Sweets are the most essential thing you need to have during any Indian festival. The range of sweets we have in Indian is mind blowing. You walk into an Indian sweet store and your mind will go bonkers just looking at the variety of options you find. They are colourful, dressed up beautifully to tempt to enough to just pick one and pop into your mouth right away. The temptation is hard to resist.
Talk about the dressings Indian sweets get – we have all kinds gold, silver, nuts, dried roses. All these just make that humble sweet prettiest.
Holi is just around the corner and I wanted to share a sweet recipe with you guys. A recipe that you need if you are not into elaborate cooking. This recipe that has been lying in my draft folder for many months finally made it’s way to the blog. This is for all those readers of mine who wants to prepare something sweet without having to sweat it out in the kitchen.
Coconut khoya ladoo is a common ladoo that you would have heard, cooked and tasted. A little twist to the usual coconut ladoo is adding a good amount of all your favorite dry fruits to make it an interesting one.
Try it out guys….
Wishing you all a very happy and colourful Holi!

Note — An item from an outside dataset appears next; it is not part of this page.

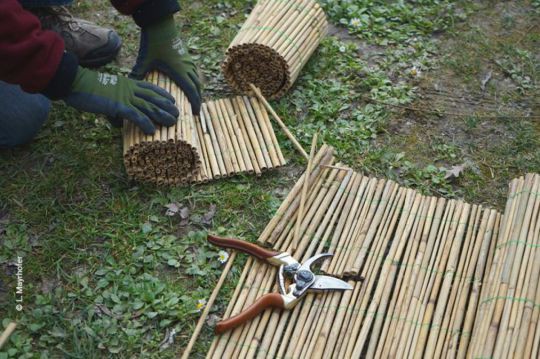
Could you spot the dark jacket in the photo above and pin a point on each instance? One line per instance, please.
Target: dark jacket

1 cup grated fresh coconut
½ cup khoya
½ cup chopped nuts(I used cashews, pistachios and almonds and raisins)
¾ cup sugar
1 teaspoon cardamom powder
- Dry roast the fresh grated coconut until it looses all moisture and starts to turn slightly brown.
- Crumble the khoya and put it into the pan. With constant stirring cook the mixture. Khoya will begin to melt and will start binding with the coconut.
- Add sugar and continue to cook.
- Add chopped nuts and cardamom powder.
- Cook until the entire mixture comes together and become dry.
- Turn off flame and let it cool down a little bit.
- Grease your hands with ghee. Pinch a ball of coconut-khoya mixture and roll into ball and place it on a dry plate. Repeat this for all the mixture.
- Once completely cooled, store in air tight container in fridge. Consume with in 2 days.